Brent crude for delivery in November fell by $1.63
to settle at $110.07 a barrel, paring losses after losing nearly
$3 to hit $108.73, its weakest level since Aug. 12.
Brent closed below its 50-day moving average of $110.31, the
first time it had done so since early July.
U.S. oil for October delivery fell by $1.62 a barrel
to close at $106.59 after hitting a low of $106.10 earlier in
the session.
Brent's premium over U.S. crude
narrowed by more than $1 from Friday's close to settle at $3.48. During
the session the spread between the two benchmarks hit a low of $2.94,
the smallest premium since Aug. 20.
Both benchmarks sold off further in post-settlement trading.
RBOB gasoline futures
fell by around 5 cents to $2.719 per gallon as a seasonal change in
specifications for delivery in the New York harbor from summer grade to
winter grade gasoline left the market plentifully supplied with both
grades.
"It's a combination of plentiful supplies and the fact that
you can't put the excess summer grade into storage," said
Stephen Schork, editor of The Schork Report in Villanova,
Pennsylvania.
On Monday, a spokesman for Libyan protesters denied Libyan
media reports that striking workers in the east of the country
had reached a deal to reopen export terminals.

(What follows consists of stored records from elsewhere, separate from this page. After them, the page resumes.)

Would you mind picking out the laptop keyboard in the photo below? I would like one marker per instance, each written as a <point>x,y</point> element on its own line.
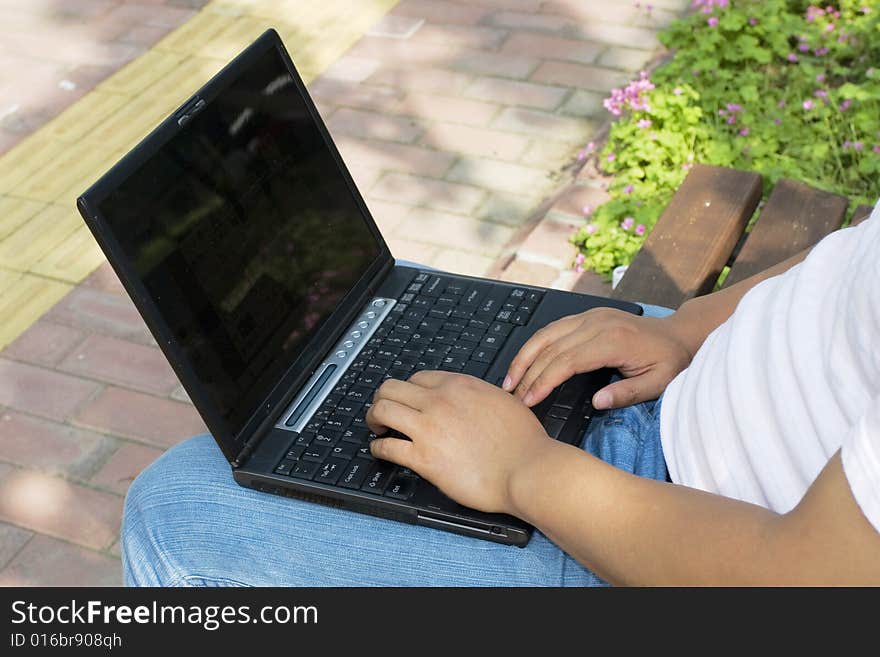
<point>439,323</point>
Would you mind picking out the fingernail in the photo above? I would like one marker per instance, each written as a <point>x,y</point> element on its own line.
<point>602,400</point>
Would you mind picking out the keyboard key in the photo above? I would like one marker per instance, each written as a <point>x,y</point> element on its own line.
<point>330,471</point>
<point>402,488</point>
<point>379,477</point>
<point>304,470</point>
<point>476,369</point>
<point>344,450</point>
<point>316,453</point>
<point>355,435</point>
<point>484,355</point>
<point>355,474</point>
<point>553,426</point>
<point>285,467</point>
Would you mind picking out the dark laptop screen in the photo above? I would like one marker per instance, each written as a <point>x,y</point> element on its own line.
<point>245,234</point>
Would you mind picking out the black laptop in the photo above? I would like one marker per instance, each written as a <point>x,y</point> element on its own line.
<point>244,243</point>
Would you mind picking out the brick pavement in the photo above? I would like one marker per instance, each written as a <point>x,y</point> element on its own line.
<point>459,121</point>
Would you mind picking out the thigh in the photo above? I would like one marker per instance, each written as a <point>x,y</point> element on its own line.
<point>188,523</point>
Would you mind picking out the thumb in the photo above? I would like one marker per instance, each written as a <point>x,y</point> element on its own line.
<point>629,391</point>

The decline in oil prices came despite a weak dollar, which
usually bolsters dollar-denominated oil prices. The dollar
hovered near a near four-week low after former U.S. Treasury
Secretary Lawrence Summers withdrew his name as a candidate to
lead the U.S. Federal Reserve.
Markets perceive Summers as relatively hawkish, and his
withdrawal suggests there could be a more gradual approach to
tightening monetary policy.
"The Larry Summers story shows you how dependent we are on
our monetary policy, and how hard it's going to be to get off
that," said Phil Flynn, an analyst at the Price Futures Group in
Chicago, Illinois.
U.S. industrial production rose in August as a bounce back
in motor vehicle assembly lifted manufacturing output, a hopeful
sign for the economy after growth got off to a slow start in the
third quarter.
"The industrial production number brought us back up on the
demand side a little bit," Flynn said.
The Federal Open Market Committee is meeting for two days
beginning on Tuesday with expectations high that policymakers
will decide to reduce the Fed's monthly $85-billion bond
purchases as they begin to end the era of cheap money that has
boosted fund flows into commodities.